Gebeutelt von Korruption und Abhörskandal: Die Kommunalwahlen Ende März drohen zu einem Referendum über den Regierungschef zu werden.

Letzte Gefechte Erdogans: Wasserwerfereinsatz bei einer Demo gegen den türkischen Premier am 25. Februar in Istanbul. Bild: reuters

ISTANBUL taz | „Die Diebe von der AKP werden ihre Rechnung bekommen“, prangte Freitag auf einer Hauswand in Istanbul. Die Parole ist Ausdruck der Stimmung, die sich in der Türkei seit Wochen täglich mehr aufheizt. Pünktlich um 23 Uhr tauchten seit drei Abenden hintereinander in dieser Woche illegal abgehörte Telefonate von Ministerpräsident Recep Tayyip Erdogan mit seinem Sohn oder anderen Familienmitgliedern im Netz auf.

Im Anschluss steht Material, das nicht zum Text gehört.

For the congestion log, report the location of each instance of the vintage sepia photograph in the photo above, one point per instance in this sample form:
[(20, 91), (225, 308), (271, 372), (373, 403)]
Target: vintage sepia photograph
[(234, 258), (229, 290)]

In den Gesprächen geht es um millionenschwere Bestechungsgelder, und wie man diese am besten vor drohenden Nachforschungen von Polizei und Staatsanwaltschaft verstecken kann. Seit Tagen bestimmt die Debatte um die Authentizität der Aufnahmen die politische Tagesordnung.

Dass Erdogan und Mitglieder seines politischen Umfelds abgehört wurden, wirft der Premier einem Teil des türkischen Sicherheitsapparats und der Justiz selbst vor – allerdings behauptet er, die fraglichen Telefonmitschnitte seien Montagen anderer Gespräche, die nun in „schamloser Weise“ zusammengeschnitten worden seien.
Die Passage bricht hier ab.